MINNEAPOLIS - The numbers over the past few starts didn’t impress. They might have concerned fans begging the organization to bring him to the majors as the next elite prospect to make his debut, setting the alarm early on Mondays, when these promotions usually happen.
DL Hall is fine. He’s made 11 starts at the Triple-A level after being held to only seven last summer at Double-A due to a stress reaction in his left elbow. The Orioles slow-played him in the spring, careful to build up his innings at a safe pace.

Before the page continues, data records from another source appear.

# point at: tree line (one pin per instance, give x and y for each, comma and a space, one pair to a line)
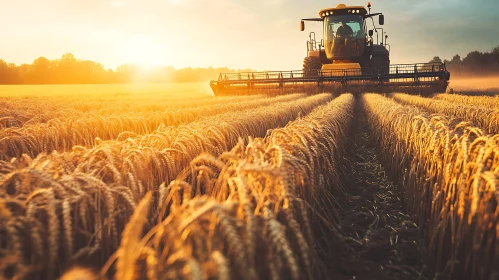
474, 64
70, 70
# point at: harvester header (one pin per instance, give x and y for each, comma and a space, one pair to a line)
353, 55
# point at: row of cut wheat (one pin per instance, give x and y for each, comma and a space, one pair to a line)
490, 102
63, 134
450, 172
72, 207
485, 118
19, 111
245, 214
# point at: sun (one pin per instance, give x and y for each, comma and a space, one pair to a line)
144, 51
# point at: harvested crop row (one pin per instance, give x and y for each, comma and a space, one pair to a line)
485, 118
63, 134
75, 205
450, 171
490, 102
244, 215
16, 112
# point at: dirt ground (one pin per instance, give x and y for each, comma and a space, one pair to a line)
384, 242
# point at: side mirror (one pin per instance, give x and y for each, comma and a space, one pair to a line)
381, 19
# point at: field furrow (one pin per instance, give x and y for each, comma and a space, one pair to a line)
63, 134
246, 213
72, 207
450, 171
16, 112
485, 118
490, 102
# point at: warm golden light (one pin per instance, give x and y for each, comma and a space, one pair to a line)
144, 51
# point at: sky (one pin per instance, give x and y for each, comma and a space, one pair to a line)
257, 34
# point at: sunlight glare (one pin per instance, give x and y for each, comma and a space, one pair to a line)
144, 51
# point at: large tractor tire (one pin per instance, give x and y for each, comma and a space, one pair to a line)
311, 66
381, 64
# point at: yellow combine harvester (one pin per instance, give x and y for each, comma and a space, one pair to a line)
347, 58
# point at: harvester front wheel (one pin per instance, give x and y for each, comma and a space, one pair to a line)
311, 66
381, 64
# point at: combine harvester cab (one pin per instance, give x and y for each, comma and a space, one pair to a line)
347, 59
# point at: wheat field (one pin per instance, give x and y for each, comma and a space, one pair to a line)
190, 186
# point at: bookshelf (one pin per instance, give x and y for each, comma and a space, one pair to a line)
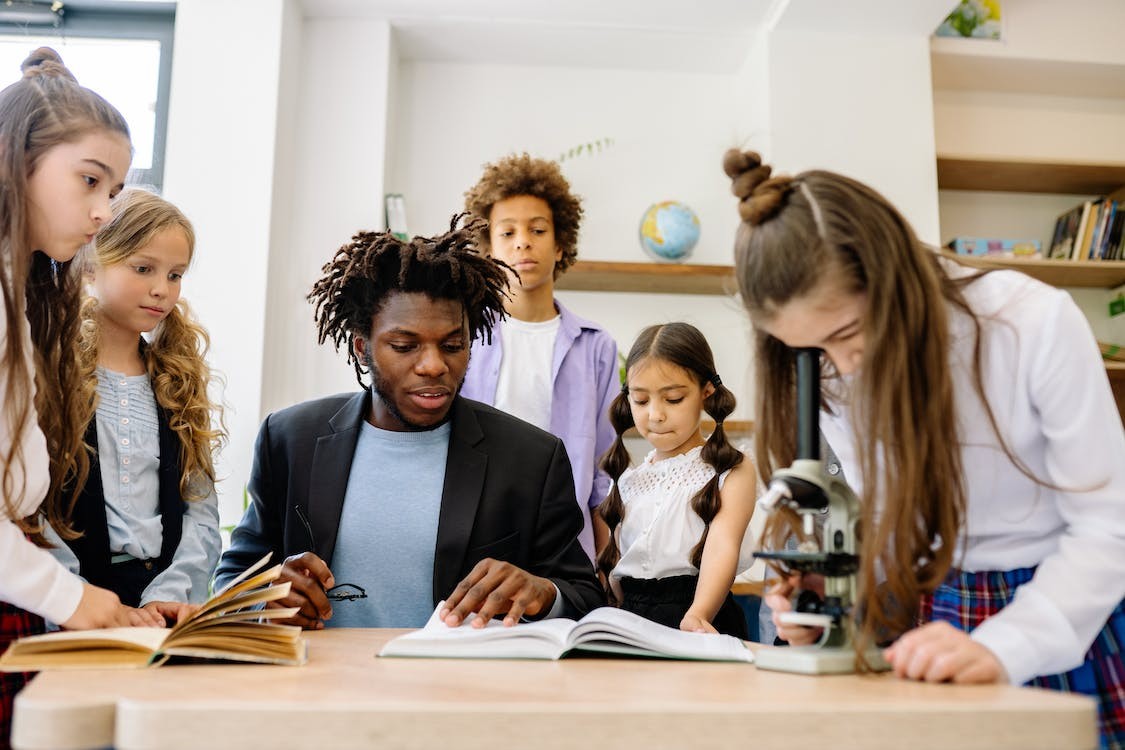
1104, 274
651, 278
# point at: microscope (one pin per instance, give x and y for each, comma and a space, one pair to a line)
826, 500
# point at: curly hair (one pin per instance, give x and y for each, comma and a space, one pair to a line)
42, 110
176, 355
683, 345
520, 174
375, 264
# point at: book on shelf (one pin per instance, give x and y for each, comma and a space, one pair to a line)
230, 626
1091, 231
995, 247
604, 630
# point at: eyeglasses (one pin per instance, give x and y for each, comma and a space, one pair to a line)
345, 593
340, 592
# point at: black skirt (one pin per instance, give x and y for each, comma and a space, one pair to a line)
666, 601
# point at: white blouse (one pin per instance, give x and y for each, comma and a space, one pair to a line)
659, 527
32, 578
1046, 385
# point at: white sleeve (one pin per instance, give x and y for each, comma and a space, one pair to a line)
1053, 619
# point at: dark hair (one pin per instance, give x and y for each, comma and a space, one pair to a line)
43, 109
795, 234
376, 264
683, 345
520, 174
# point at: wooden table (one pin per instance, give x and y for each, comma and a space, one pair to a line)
344, 697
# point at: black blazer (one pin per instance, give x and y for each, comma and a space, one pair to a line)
507, 495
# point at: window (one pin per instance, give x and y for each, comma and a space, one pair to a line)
120, 50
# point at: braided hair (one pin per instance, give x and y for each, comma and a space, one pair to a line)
683, 345
375, 264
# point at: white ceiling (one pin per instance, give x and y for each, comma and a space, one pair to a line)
709, 36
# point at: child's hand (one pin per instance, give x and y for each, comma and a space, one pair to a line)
99, 607
170, 612
938, 652
695, 624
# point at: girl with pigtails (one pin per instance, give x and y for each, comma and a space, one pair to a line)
678, 520
149, 513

The nine earned runs (12 total) and 10 walks in 7 2/3 innings in his previous two starts before last night left his ERA at 5.17 and WHIP at 1.591. But he had 59 strikeouts in 38 1/3 innings for the season. He allowed one run and struck out 11 in 4 1/3 before those next two starts, which quieted some of the outside talk about promoting him.
Inside the organization, everyone has the same faith in Hall and sees the same qualities that make him profile as a top-of-the-rotation starter.
They were on display last night with four scoreless innings, one hit allowed and eight strikeouts against Gwinnett. The only hit was a bunt single, and Hall exited after 71 pitches.
He's more than fine.
Executive vice president/general manager Mike Elias said earlier this week that Hall’s stuff “has been incredible.”
“He’s right, the stuff has been great,” said Norfolk pitching coach Justin Ramsey.
“He was throwing more strikes (Sunday) than I’ve ever seen him throw in terms of just getting ahead. The first three innings, I think, ended up being 58 pitches, but it was only 12 balls, so it wasn’t efficient in terms of getting outs, but it wasn’t because of a lack of command. So that was good to see.
“He’s growing as we go through this. We’ve identified a couple things that we really want to chip away at that we think will help clean up the longer at-bats, I guess I’ll say. It was a bad, obviously, week, but we think, long-term, this will be good for him in terms of his growth and where he can go from here. We’re actually really excited to see where he goes with his next couple outings here.”
Grayson Rodriguez probably would be pitching for the Orioles except for the Grade 2 lat strain that might end his season.
Rodriguez is in Sarasota, letting the lat heal and still hoping to pitch again in September.
No one questions whether he was ready.
“He was absolutely working his butt off to get up there,” Ramsey said.
“The main thing was to get the innings under him and make sure he’s built up the right way and make sure he was used to facing a lineup for the third time, which he really hadn’t done since once or twice in 2019, because he was still a pup, and so we didn’t have a huge runway of innings. But once he checked those boxes, which he had done, yeah, it was really exciting to see where he's headed because we know what he’s capable of.”
Ramsey was in Baltimore during the three-game series against the Rays and two-game set versus the Nationals. He attended meetings with the pitching department on the off-day.
Minor league managers or coaches often are invited onto the staff in September. This was a little different.
“Obviously, it was awesome to be there,” Ramsey said, “an honor to be around and just take in what I can, which is really the point of that is to go observe and, hopefully, take at least one thing back to the minor league side that we can do better to help prepare these guys when they’re going up there. Because that’s really what our job is, to make sure it’s as seamless a transition for those guys as they get ready to go into that monster that is the AL East.”